After receiving numerous and repeated complaints and video evidence from animal welfare advocates about conditions at the Miami Seaquarium, Miami-Dade County building inspectors finally paid a visit in September 2003. The building inspectors spent a total of two days going over the marine park, including a thorough investigation of the stadium where Lolita is housed. While some were shocked by the revelations, this was old news to Lolita's supporters, who have been calling on officials for years to take action.

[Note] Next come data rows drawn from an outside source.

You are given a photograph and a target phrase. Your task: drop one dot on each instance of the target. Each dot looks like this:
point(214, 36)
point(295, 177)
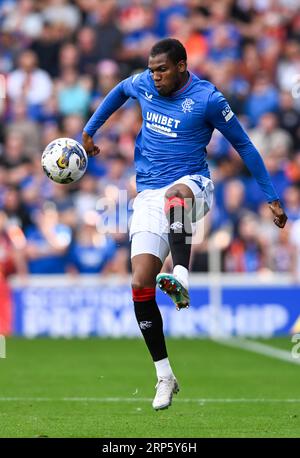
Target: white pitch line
point(257, 347)
point(183, 400)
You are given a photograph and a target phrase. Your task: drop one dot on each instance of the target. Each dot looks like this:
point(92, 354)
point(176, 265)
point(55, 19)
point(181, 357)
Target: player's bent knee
point(174, 192)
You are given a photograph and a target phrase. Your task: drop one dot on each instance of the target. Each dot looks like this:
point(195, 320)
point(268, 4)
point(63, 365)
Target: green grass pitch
point(104, 387)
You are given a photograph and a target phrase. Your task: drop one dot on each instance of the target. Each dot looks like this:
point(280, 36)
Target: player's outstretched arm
point(219, 114)
point(89, 145)
point(280, 217)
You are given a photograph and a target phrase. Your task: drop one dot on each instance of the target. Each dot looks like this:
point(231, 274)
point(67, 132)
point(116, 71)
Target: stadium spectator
point(47, 243)
point(30, 83)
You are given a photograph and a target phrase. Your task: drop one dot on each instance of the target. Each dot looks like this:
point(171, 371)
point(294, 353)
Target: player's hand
point(89, 145)
point(280, 217)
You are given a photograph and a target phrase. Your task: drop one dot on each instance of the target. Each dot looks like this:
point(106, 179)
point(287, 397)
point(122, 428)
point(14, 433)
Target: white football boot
point(165, 388)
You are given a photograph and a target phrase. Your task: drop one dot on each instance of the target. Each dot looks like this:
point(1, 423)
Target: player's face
point(167, 76)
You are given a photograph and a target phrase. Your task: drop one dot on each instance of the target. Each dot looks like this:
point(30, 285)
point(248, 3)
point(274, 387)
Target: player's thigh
point(148, 252)
point(180, 190)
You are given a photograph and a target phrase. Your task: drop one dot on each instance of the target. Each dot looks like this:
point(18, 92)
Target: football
point(64, 160)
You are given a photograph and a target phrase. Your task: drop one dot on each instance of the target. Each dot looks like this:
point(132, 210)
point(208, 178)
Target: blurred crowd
point(59, 58)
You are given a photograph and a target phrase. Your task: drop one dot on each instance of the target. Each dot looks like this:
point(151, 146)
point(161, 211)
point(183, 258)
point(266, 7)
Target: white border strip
point(260, 348)
point(128, 400)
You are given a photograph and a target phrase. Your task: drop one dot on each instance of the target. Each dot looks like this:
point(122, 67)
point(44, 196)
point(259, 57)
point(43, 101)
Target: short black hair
point(172, 47)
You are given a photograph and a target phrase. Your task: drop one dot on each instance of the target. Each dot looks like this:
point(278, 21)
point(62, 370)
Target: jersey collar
point(183, 88)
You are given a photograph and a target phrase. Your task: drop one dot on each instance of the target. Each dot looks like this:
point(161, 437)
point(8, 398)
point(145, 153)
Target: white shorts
point(149, 225)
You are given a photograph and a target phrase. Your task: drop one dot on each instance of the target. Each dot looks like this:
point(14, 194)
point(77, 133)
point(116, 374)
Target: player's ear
point(181, 66)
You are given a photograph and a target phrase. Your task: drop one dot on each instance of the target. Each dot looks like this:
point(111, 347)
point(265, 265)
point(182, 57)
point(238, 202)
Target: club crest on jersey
point(187, 105)
point(148, 96)
point(227, 113)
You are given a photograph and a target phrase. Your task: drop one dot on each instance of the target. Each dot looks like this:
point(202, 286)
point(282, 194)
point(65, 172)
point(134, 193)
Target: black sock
point(150, 322)
point(180, 233)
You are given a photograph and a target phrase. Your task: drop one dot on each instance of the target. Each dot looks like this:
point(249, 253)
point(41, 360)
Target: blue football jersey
point(177, 129)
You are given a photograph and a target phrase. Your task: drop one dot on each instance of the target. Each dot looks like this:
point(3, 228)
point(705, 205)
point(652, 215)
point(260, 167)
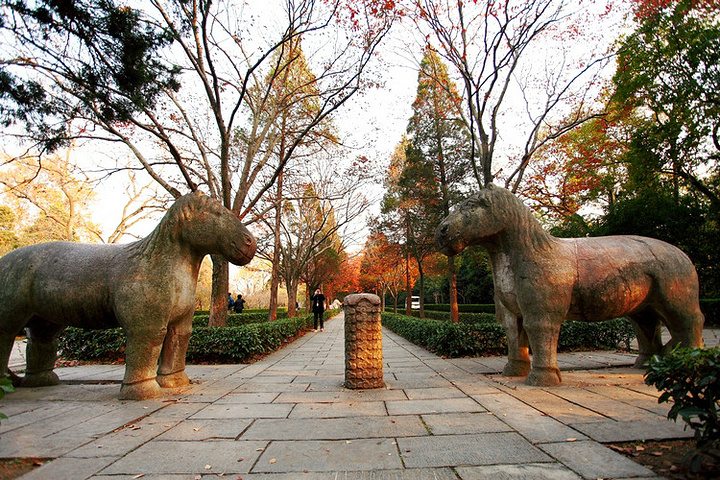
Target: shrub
point(5, 386)
point(237, 319)
point(462, 307)
point(711, 310)
point(689, 378)
point(446, 338)
point(237, 343)
point(94, 345)
point(484, 336)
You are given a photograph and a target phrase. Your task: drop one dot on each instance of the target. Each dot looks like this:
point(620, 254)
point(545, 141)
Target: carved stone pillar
point(363, 341)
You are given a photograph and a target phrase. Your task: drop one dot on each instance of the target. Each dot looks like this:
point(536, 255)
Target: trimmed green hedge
point(449, 339)
point(237, 343)
point(711, 310)
point(237, 319)
point(462, 307)
point(464, 317)
point(488, 338)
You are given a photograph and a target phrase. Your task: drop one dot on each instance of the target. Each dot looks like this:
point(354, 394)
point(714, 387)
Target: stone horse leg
point(142, 350)
point(647, 325)
point(171, 371)
point(41, 353)
point(7, 340)
point(518, 346)
point(543, 331)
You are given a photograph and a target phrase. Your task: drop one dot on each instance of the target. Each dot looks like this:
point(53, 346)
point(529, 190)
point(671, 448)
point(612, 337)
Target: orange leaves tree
point(169, 80)
point(493, 47)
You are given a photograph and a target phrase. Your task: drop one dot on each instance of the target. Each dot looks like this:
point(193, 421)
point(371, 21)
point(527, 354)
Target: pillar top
point(355, 298)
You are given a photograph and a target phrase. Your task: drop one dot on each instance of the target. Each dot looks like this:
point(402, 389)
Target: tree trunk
point(275, 276)
point(292, 296)
point(219, 293)
point(422, 290)
point(452, 279)
point(408, 288)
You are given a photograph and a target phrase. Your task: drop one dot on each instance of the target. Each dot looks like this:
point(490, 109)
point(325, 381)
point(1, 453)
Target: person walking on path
point(239, 304)
point(318, 307)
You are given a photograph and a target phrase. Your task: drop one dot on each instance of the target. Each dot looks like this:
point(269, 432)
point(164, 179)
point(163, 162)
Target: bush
point(711, 310)
point(232, 344)
point(237, 319)
point(484, 336)
point(449, 339)
point(94, 345)
point(5, 386)
point(689, 378)
point(462, 307)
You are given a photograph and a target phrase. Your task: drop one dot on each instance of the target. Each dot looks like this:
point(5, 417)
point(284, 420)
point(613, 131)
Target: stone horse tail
point(541, 280)
point(146, 287)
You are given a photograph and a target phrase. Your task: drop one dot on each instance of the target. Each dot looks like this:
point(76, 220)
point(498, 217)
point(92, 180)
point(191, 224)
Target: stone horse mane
point(518, 219)
point(170, 226)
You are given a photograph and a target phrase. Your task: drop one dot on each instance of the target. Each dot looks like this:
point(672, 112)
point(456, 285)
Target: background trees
point(115, 73)
point(492, 47)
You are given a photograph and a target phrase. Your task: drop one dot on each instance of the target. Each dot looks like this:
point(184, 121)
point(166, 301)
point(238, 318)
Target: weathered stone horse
point(541, 280)
point(146, 287)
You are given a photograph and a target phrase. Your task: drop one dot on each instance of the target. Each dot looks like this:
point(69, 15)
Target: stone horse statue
point(146, 287)
point(541, 280)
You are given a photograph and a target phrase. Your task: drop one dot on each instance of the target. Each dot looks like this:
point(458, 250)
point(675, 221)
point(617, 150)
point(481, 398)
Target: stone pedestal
point(363, 341)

Lolita, or Tokitae, has been the resident lone Orca at the Miami Seaquarium for the past 33 years. Captured from the wild while swimming with her pod off of Whidbey Island in 1970, Lolita has spent most of her life performing stunts for food and swimming in circles in her tiny enclosure at the Seaquarium. The inadequate size of Lolita's tank has been a central point in advocates' cries to set her free. The tank, in clear violation of the Animal Welfare Act's standards, is only 80 feet long (divided in half by a work station and platform) by 20 feet at its deepest point, providing a wholly inappropriate living space for a marine mammal capable of swimming up to 35 miles an hour and diving up to 500 feet in the sea.

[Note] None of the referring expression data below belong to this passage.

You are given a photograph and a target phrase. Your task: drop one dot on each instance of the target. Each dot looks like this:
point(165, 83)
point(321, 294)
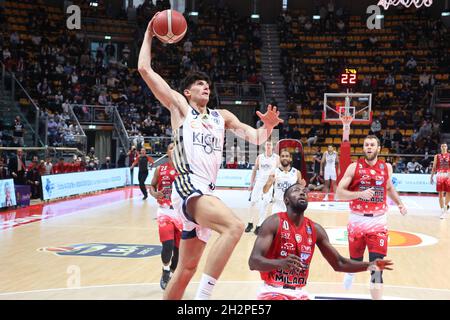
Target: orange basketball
point(169, 26)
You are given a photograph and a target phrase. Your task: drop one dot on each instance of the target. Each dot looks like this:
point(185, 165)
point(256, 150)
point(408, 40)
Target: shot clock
point(349, 77)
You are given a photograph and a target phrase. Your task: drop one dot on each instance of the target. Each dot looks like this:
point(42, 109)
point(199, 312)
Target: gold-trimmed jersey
point(198, 148)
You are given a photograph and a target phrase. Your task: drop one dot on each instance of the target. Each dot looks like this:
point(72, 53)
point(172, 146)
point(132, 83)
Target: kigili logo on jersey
point(209, 142)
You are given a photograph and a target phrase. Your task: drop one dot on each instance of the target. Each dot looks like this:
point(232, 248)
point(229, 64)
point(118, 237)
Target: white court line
point(42, 219)
point(220, 282)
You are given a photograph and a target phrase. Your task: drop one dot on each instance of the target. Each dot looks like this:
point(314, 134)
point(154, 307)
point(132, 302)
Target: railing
point(43, 152)
point(120, 130)
point(240, 91)
point(31, 114)
point(441, 95)
point(94, 114)
point(79, 139)
point(158, 145)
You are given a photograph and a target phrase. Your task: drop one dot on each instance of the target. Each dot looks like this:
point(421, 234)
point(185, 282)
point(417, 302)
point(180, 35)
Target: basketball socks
point(205, 287)
point(348, 280)
point(443, 212)
point(262, 213)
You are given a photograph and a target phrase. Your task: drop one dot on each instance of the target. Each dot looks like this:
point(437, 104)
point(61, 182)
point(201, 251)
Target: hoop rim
point(355, 121)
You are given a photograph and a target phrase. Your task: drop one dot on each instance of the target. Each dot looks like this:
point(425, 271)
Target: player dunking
point(367, 183)
point(285, 246)
point(330, 162)
point(441, 167)
point(265, 165)
point(169, 224)
point(283, 177)
point(198, 135)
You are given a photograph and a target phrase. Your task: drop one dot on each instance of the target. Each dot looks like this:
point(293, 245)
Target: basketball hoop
point(407, 3)
point(346, 121)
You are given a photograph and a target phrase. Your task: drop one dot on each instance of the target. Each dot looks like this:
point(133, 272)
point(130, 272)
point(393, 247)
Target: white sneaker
point(348, 281)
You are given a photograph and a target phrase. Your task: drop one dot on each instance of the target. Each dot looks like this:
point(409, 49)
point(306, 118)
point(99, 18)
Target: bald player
point(367, 183)
point(284, 248)
point(441, 168)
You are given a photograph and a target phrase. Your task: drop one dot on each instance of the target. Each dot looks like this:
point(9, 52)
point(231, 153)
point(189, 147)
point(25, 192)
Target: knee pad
point(376, 277)
point(174, 263)
point(166, 253)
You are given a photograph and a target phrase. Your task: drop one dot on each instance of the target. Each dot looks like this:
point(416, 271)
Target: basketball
point(169, 26)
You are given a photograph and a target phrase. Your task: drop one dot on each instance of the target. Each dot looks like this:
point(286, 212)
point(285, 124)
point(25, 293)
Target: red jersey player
point(169, 224)
point(367, 183)
point(284, 249)
point(441, 166)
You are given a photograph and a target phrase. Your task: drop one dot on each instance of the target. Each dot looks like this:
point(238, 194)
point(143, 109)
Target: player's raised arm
point(300, 179)
point(341, 264)
point(154, 185)
point(392, 193)
point(256, 136)
point(171, 99)
point(433, 170)
point(269, 183)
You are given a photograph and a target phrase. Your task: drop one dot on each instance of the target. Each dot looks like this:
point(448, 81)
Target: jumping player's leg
point(166, 257)
point(356, 246)
point(211, 212)
point(255, 199)
point(191, 251)
point(377, 243)
point(167, 237)
point(208, 212)
point(262, 208)
point(442, 203)
point(334, 185)
point(376, 278)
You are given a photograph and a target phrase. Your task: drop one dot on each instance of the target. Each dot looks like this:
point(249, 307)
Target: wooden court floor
point(32, 266)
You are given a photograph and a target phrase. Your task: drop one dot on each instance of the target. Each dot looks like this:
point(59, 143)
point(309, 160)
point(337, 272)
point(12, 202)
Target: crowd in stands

While the recent inspections and safety code violations do not specifically address Lolita or her current living situation, they do shine a spotlight on the failure of the Miami Seaquarium owners to maintain their facilities in a safe condition for park visitors, employees and the animals they keep captive. Among the violations found by the building inspectors were broken railings on all decks and second floor buildings, caved in roofs (including a rusted roof canopy over the whale stadium, cited as "damaged beyond repair"), broken steps and striker plates, unsafe bridges and concrete structures and exposed wiring.

Following the building inspector's report and subsequent media attention, the Miami-Dade fire inspectors decided to pay a long overdue visit to the park after it was discovered that the Miami Seaquarium had not been subject to a single inspection since it opened in 1955. Fire inspectors cited the park for 36 additional safety violations, including an insufficient number of emergency exits in Lolita's stadium and several enclosed buildings that lacked fire alarms.

Typically, inspections of facilities like the Seaquarium are only carried out in the case of complaints or when owners apply for building permits. Even in those cases, only the area in question is inspected and private engineers employed by the facility, not state or federal inspectors, carry out the actual inspections. Clearly, a system where a facility is allowed to self-police, with no additional oversight, does not work.

Even if the Seaquarium is able to bring the facility up to code and add an exit ramp to Lolita's stadium, this will not improve the conditions under which Lolita lives. She will continue to live in isolation, swimming in circles, performing for her food and crying out to her pod mates thousands of miles away.